Il faisait beau. La journée avait été programmée pour l’aménagement d’une place à fumier, lorsque vers 10 heures, le facteur rural de La Neuville au Pont, grand mutilé de la guerre 14-18, m’apporte une petite carte jaune, Pierrot, c’est pour toi. Rappel immédiat sous les drapeaux (je venais de terminer mon service militaire au 4ème Dragon de Verdun).
Mon père, 65 ans, grand combattant de guerre 14-18, m’a regardé une larme à l’œil et m’a dit : "La folie des hommes va recommencer, sois courageux et digne, fais
ton devoir, n’oublie pas ta famille, ton village, ton pays."
Ma mère me fit en urgence un petit colis, nourriture, caleçons, argent. Je me suis lavé et ensuite nous avons dîné dans un silence religieux. Le repas a été frugal,
ma mère pleurait.
14 heures furent vite arrivées, je suis allé dans l’écurie faire une tape d’amitié à mes deux chevaux, j’ai embrassé longuement mes parents. Le petit “ballot” sur le dos, je suis descendu sur la place en bas prendre l’autobus sans me retourner, sinon un petit regard vers le cimetière et le clocher. L’autobus était déjà bien rempli, je saluai des connaissances… (début d’un récit d’un combattant prisonnier de guerre argonnais libéré le 22 avril 1945 par l’armée russe).

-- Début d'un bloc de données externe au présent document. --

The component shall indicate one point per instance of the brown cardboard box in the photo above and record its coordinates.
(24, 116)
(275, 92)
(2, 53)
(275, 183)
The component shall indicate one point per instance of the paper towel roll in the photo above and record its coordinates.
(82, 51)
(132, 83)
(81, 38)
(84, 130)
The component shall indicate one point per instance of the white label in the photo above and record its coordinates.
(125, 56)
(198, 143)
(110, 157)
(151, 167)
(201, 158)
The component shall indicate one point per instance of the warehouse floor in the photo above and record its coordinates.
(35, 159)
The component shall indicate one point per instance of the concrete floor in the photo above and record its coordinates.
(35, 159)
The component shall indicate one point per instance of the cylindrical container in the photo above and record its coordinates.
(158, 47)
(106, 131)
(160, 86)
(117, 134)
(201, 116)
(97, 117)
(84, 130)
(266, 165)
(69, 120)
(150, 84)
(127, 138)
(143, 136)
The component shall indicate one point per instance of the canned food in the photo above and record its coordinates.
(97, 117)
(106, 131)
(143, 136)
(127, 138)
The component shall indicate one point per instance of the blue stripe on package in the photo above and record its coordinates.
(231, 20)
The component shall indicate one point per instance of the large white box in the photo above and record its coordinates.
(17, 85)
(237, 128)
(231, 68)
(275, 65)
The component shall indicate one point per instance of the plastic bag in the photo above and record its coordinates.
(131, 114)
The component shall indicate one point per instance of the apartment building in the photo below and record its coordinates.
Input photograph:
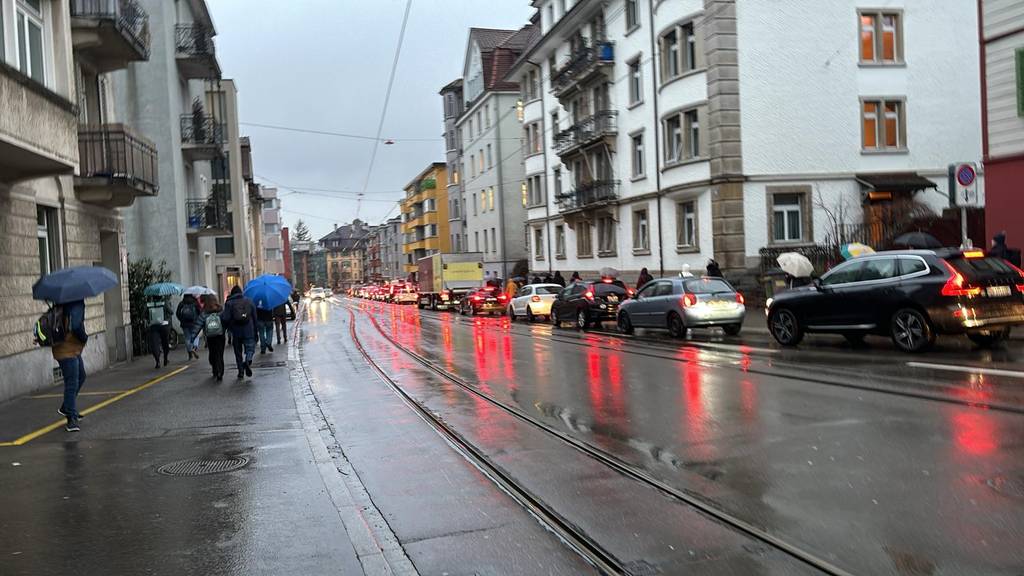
(1003, 116)
(425, 217)
(492, 159)
(70, 162)
(675, 132)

Le 1 septembre 1939, sans déclaration formelle, l’armée allemande envahit la Pologne, l’apocalypse avait commencé. En Argonne comme ailleurs, les souffrances se faisaient jour et cela allait durer jusqu’à l’armistice.
Aujourd’hui, force est de constater que la commémoration du 8 mai n’est plus célébrée dans toutes les communes d’Argonne. Veut-on tourner la page, mais a-t-on
le droit d’oublier ?
Oublier que tout ce cataclysme a commencé le 30 janvier 1933, le jour où Adolphe Hitler devint chancelier de l’Allemagne, en toute légalité, le jour où on a commencé à brûler des livres avant de brûler des hommes.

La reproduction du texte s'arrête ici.